Piezoelectric nanogenerators (PENGs) have been attracting considerable attention as an efficient solution for harvesting environmental mechanical energy. Among the piezoelectric materials for the fabrication of PENGs, piezoelectric polymers have shown unique advantages, particularly for self-powered systems in wearable devices. However, the variety of piezoelectric polymers studied for the PENG development has been relatively limited, leaving room for advancements in their performance. In this study, we introduced odd-odd piezoelectric nylon (nylon 11,11) for the first time for PENG fabrication. Electrospinning conditions were studied to yield nylon 11,11 nanofibers with uniform morphology and optimized piezoelectric crystalline states.

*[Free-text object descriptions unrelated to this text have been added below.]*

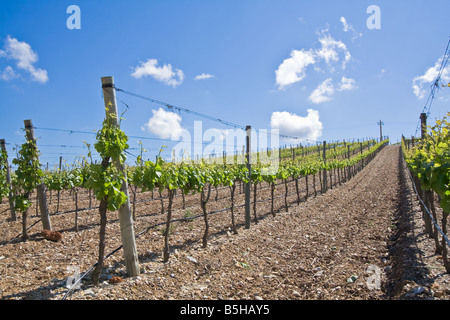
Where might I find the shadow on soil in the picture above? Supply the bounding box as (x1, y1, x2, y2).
(384, 146, 436, 299)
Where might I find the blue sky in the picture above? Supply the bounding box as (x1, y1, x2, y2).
(0, 0, 449, 167)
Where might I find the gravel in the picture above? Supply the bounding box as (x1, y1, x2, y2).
(1, 145, 449, 300)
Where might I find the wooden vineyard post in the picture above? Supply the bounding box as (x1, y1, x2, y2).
(347, 144, 351, 180)
(101, 76, 140, 277)
(245, 125, 251, 229)
(420, 113, 427, 138)
(360, 142, 364, 169)
(322, 141, 327, 193)
(419, 113, 434, 238)
(24, 120, 52, 231)
(58, 156, 63, 211)
(0, 139, 16, 221)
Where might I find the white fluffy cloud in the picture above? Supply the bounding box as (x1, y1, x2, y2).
(275, 29, 351, 90)
(141, 108, 184, 140)
(0, 36, 48, 83)
(270, 109, 323, 142)
(309, 78, 335, 104)
(308, 77, 357, 104)
(275, 49, 316, 90)
(0, 66, 18, 81)
(131, 59, 184, 87)
(338, 76, 357, 91)
(194, 73, 215, 80)
(412, 57, 450, 99)
(316, 32, 351, 69)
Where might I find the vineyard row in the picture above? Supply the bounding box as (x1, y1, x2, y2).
(402, 112, 450, 273)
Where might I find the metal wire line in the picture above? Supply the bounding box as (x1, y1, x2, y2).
(34, 126, 244, 149)
(34, 127, 98, 136)
(114, 86, 307, 142)
(39, 144, 90, 149)
(415, 37, 450, 136)
(436, 37, 450, 86)
(114, 86, 246, 129)
(34, 92, 306, 146)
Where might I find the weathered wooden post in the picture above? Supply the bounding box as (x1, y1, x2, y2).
(420, 113, 427, 139)
(419, 113, 433, 238)
(24, 120, 52, 231)
(347, 144, 351, 180)
(56, 156, 63, 212)
(245, 125, 251, 229)
(322, 141, 327, 193)
(101, 76, 140, 277)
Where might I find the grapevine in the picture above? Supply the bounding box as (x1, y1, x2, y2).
(0, 149, 9, 203)
(87, 112, 130, 285)
(12, 133, 44, 241)
(403, 112, 450, 272)
(403, 113, 450, 212)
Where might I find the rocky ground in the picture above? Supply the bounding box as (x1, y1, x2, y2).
(0, 144, 449, 302)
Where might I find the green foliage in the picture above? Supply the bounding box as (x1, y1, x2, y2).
(0, 149, 8, 200)
(44, 165, 85, 192)
(85, 163, 127, 211)
(403, 113, 450, 212)
(35, 125, 386, 213)
(85, 113, 130, 212)
(95, 115, 129, 163)
(255, 139, 387, 188)
(40, 114, 130, 212)
(12, 137, 43, 212)
(131, 152, 163, 192)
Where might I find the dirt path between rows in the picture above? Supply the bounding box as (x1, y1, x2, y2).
(68, 144, 450, 300)
(1, 144, 449, 300)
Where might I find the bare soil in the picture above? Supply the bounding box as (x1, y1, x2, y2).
(1, 145, 449, 300)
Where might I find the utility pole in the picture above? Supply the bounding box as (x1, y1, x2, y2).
(245, 125, 251, 229)
(0, 139, 16, 221)
(377, 120, 384, 142)
(101, 76, 140, 277)
(24, 120, 52, 231)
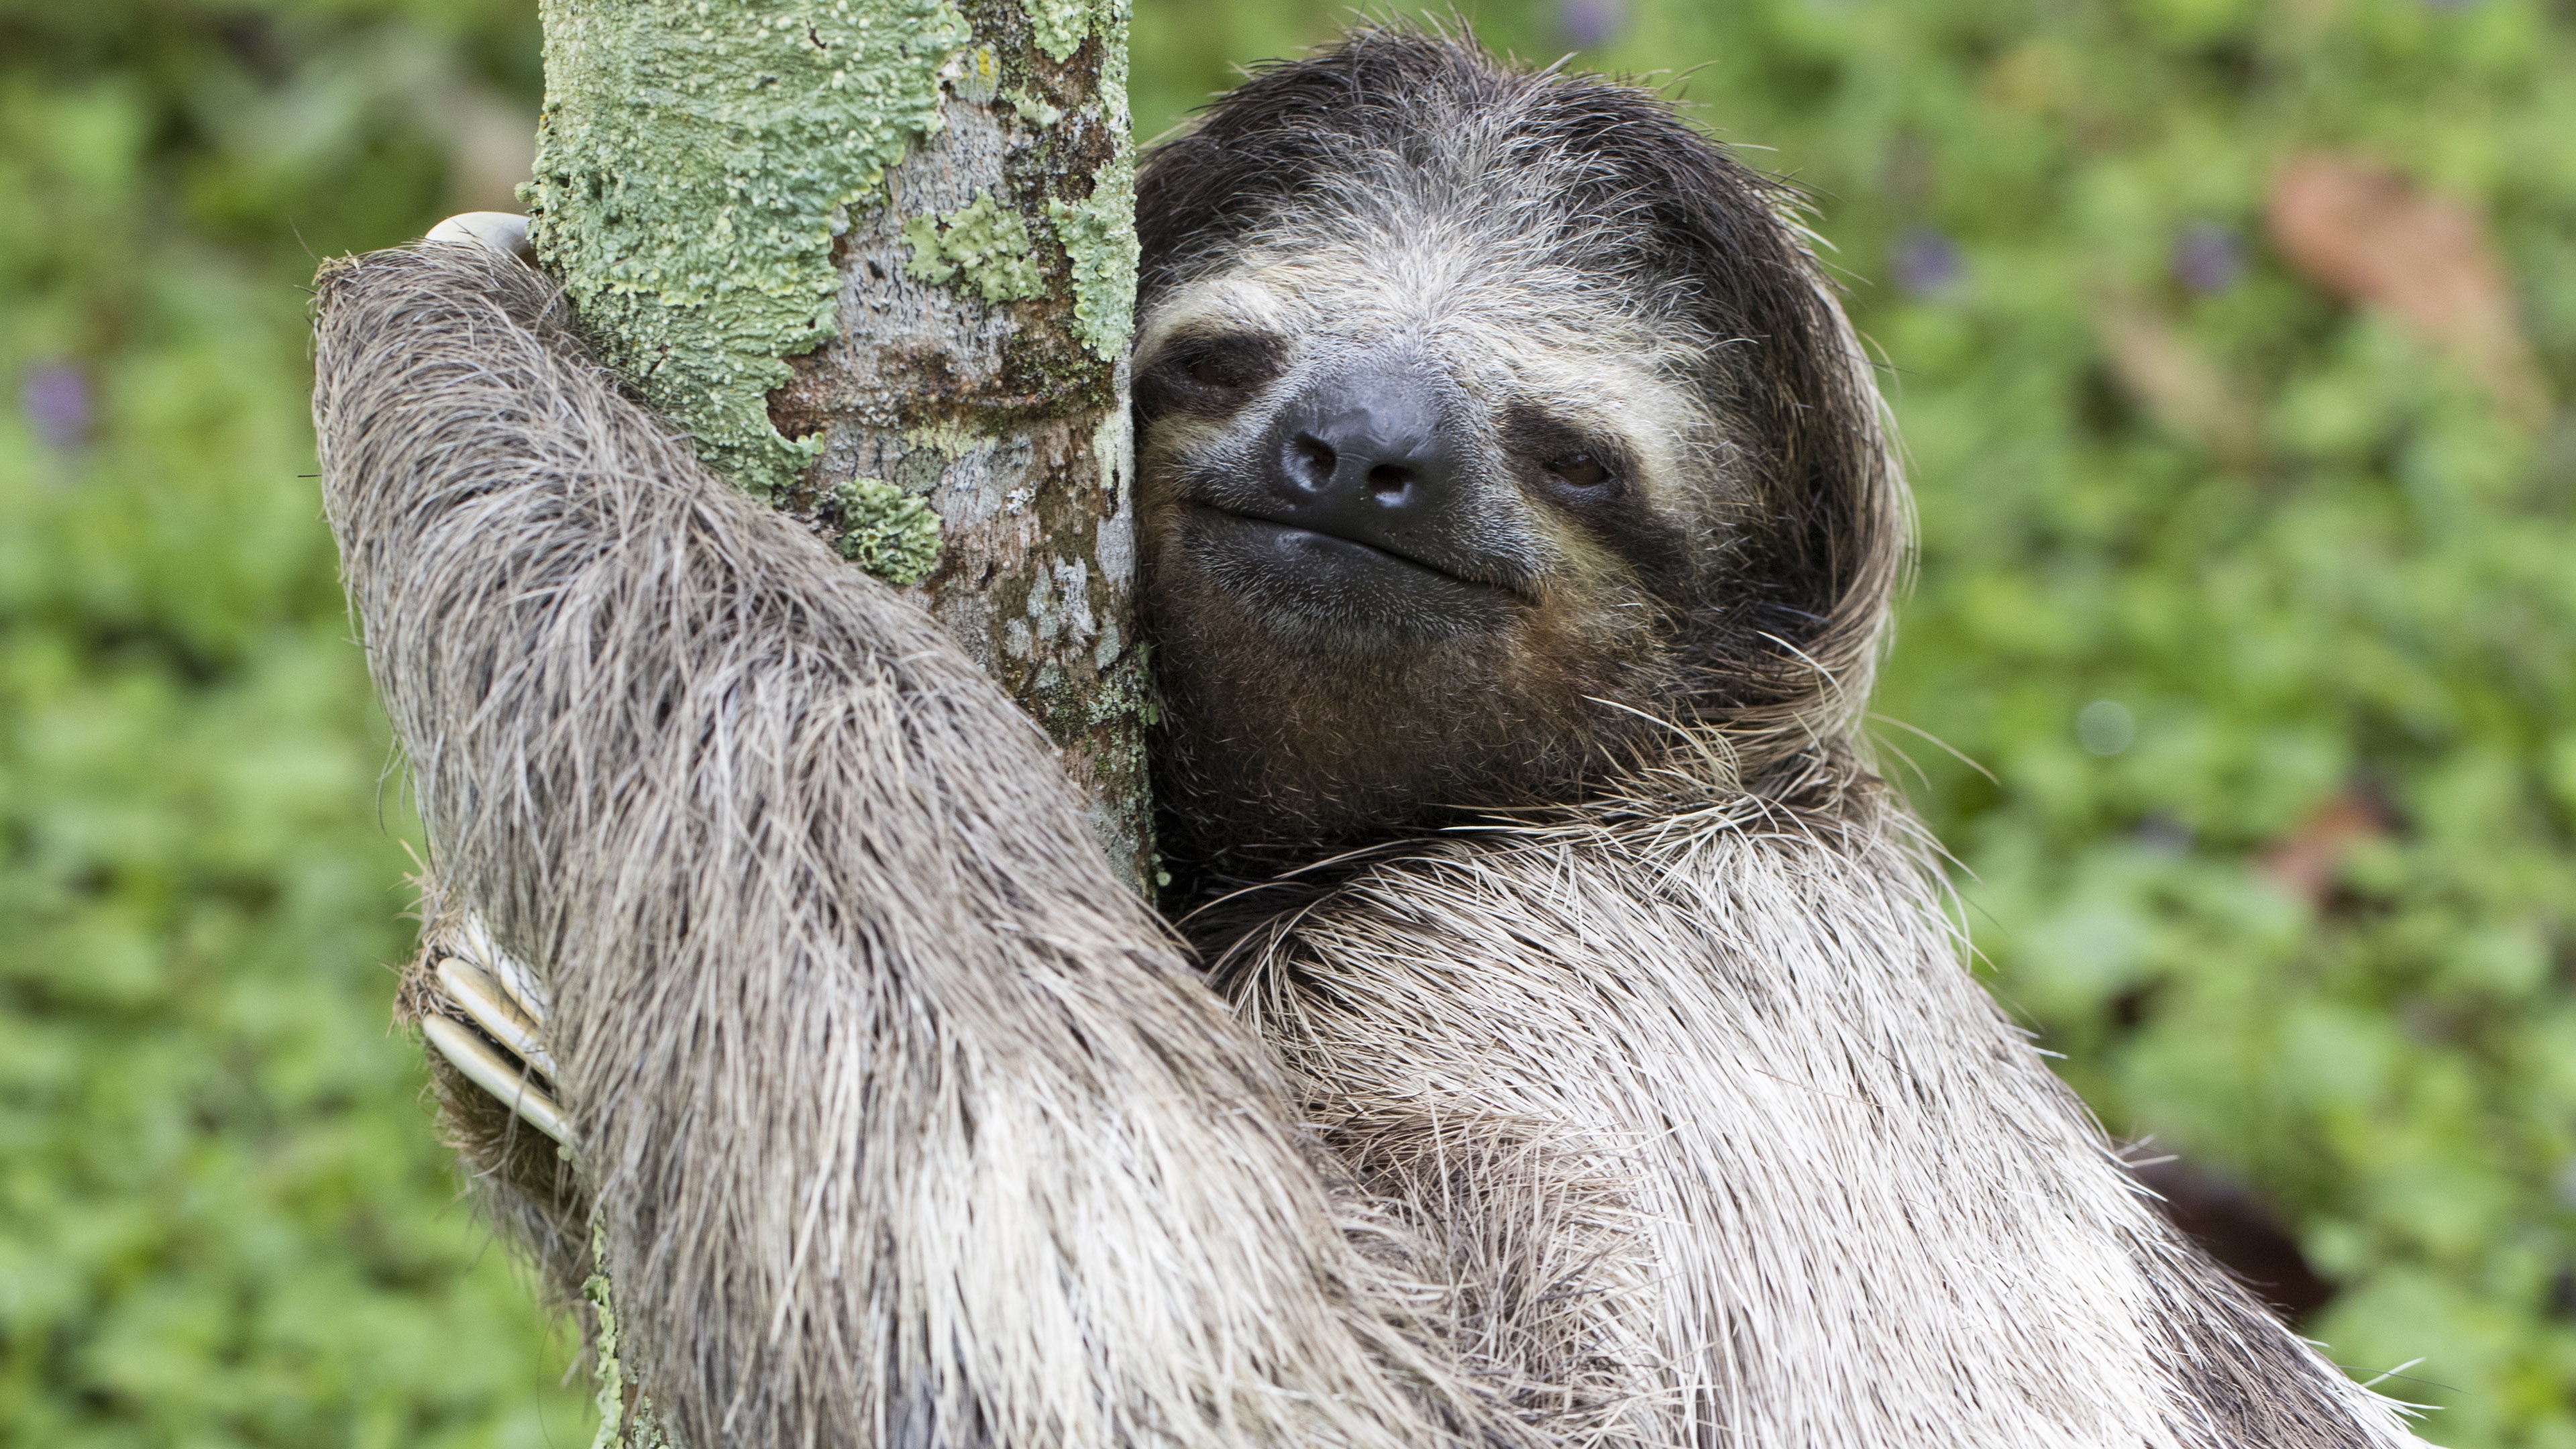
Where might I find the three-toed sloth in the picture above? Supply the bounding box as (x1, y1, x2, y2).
(313, 30, 2424, 1449)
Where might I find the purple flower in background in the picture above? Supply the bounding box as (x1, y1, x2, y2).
(2135, 814, 2196, 855)
(2171, 222, 2245, 294)
(1892, 227, 1960, 297)
(21, 363, 90, 451)
(1560, 0, 1626, 50)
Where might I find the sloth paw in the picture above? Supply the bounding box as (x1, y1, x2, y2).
(424, 210, 531, 260)
(418, 914, 568, 1145)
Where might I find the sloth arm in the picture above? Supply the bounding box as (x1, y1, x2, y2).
(311, 239, 1501, 1449)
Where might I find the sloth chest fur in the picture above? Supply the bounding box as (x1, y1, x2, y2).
(1227, 826, 2407, 1449)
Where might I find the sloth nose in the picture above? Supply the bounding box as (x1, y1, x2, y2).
(1265, 365, 1460, 541)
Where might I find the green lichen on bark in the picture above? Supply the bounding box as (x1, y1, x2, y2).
(525, 0, 1148, 876)
(902, 194, 1046, 302)
(523, 0, 973, 501)
(1048, 148, 1136, 361)
(1002, 87, 1062, 126)
(1021, 0, 1095, 61)
(586, 1228, 667, 1449)
(1046, 0, 1136, 360)
(830, 477, 943, 582)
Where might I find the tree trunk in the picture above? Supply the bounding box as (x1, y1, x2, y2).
(523, 0, 1146, 880)
(515, 1, 1140, 1440)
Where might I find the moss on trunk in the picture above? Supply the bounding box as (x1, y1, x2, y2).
(526, 0, 1146, 883)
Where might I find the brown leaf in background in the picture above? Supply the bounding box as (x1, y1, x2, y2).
(2259, 788, 2392, 907)
(2093, 288, 2267, 468)
(2267, 153, 2550, 426)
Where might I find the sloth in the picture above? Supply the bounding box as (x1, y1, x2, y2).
(313, 30, 2426, 1449)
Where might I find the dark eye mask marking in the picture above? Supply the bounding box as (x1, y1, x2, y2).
(1501, 400, 1693, 594)
(1135, 329, 1288, 427)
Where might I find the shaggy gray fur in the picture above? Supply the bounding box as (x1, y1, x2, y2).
(313, 243, 1525, 1449)
(1128, 36, 2428, 1446)
(313, 36, 2431, 1448)
(1221, 777, 2426, 1448)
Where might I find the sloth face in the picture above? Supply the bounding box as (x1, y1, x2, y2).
(1132, 34, 1900, 871)
(1134, 257, 1712, 655)
(1132, 241, 1722, 863)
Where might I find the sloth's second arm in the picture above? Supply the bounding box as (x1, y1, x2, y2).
(312, 241, 1499, 1449)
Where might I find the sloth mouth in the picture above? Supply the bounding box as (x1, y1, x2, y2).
(1192, 504, 1488, 587)
(1179, 504, 1518, 641)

The influence of concentration of the electrospinning solution on the fiber morphology and piezoelectric-active γ crystal structure is elucidated, and the applied electric field is found to be critical in controlling the orientation of the ferroelectric crystal domain. Further, the correlation between the outputs of the as-prepared PENG and the characteristics of the nanofiber mats was established. Finally, the piezoelectric output of PENGs fabricated by NF-20 reached the maximum values, an open-circuit voltage of up to 22.0 V and a short-circuit current of approximately 300 nA, when subjected to a compressive force of 20 N at a frequency of 5 Hz on an area of 6.25 cm2. Also, it enabled the conversion of mechanical energy into electricity with an instantaneous output power density of 9.13 mW m–2 (60.9 mW m–3, 0.18 GΩ). Importantly, the as-prepared PENGs consistently exhibit unwavering and reliable piezoelectric performance in a variety of practical applications, including continuous compression, successive daily wear, energy harvesting from routine physical activities, and the transition of sign language into electric signals. Therefore, nylon 11,11 nanofiber PENGs hold substantial potential and advantages for the design of self-powered devices and electromechanical responsive equipment. Piezoelectric nanogenerators based on nylon 11 enable efficient harvesting of environmental energy, serving as a green energy source.